I physically assaulted my abuser today.
I was being blamed for not asking or saying what help I needed in an intense situation. And I shared that in a chaotic situation, I should not have to play by play everything that needs to be done. I heard a can of soda be hit and fall over and start pouring out onto the carpet. And instead of the person (abuser) grabbing a towel that are two feet away… He sits there… and then after I walk around the bed and across the bedroom to grab a towel… I should have asked for one. UGH! proactive in situations!!
Just like when he didn’t let me know that his girlfriend was in our bed, after numerous conversations… and it was MY fault I didn’t let him know I was on my way home.
Just like when I reminded him (while involved in Christianity) that as “leader of the household” he was supposed to be leading bible studies. And it wasn’t happening because I wasn’t reminding him.
Those are just two examples off the top of my head.

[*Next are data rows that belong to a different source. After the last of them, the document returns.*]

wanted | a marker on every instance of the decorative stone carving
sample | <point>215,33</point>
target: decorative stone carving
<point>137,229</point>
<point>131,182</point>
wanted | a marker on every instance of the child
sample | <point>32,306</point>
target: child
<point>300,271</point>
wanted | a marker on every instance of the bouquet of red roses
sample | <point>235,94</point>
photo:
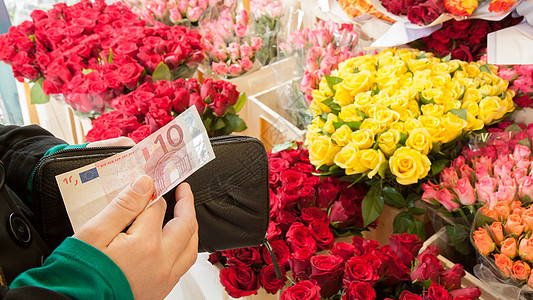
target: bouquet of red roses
<point>305,212</point>
<point>151,106</point>
<point>93,52</point>
<point>364,270</point>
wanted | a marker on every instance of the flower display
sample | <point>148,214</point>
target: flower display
<point>228,40</point>
<point>306,213</point>
<point>365,270</point>
<point>173,12</point>
<point>464,40</point>
<point>93,52</point>
<point>152,105</point>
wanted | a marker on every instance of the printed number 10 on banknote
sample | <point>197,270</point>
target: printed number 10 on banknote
<point>169,156</point>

We were actually talking about him not letting me know he was stuck in traffic for an hour and half while I was expecting him home with some wants from the grocery store. And… no big deal that he didn’t let me know, because he was angry at me… because I wasn’t talking to him, because of a disagreement we had the day before.. and it was MY fault because… “I don’t know what to say to you so you don’t get mad”
You don’t know what to say, you asshole, because I am not putting up with your bullshit anymore. You feel like you are walking on eggshells because I am not a docile 22 year old that thinks you are a grown man. You feel like a victim, because you are getting a taste of your own medicine.
I am so done with this. I am not going to let this man-baby play the victim. Can you believe he actually is acting like a victim?! It causes so much anger. Which is why I lost my mind and hit him. a lot. I was getting accused of causing his response… again. and I yelled stop and I said no and I said that he was wrong. And he didn’t listen. I told him he was being emotionally and mentally abusive and manipulative and he needed to stop.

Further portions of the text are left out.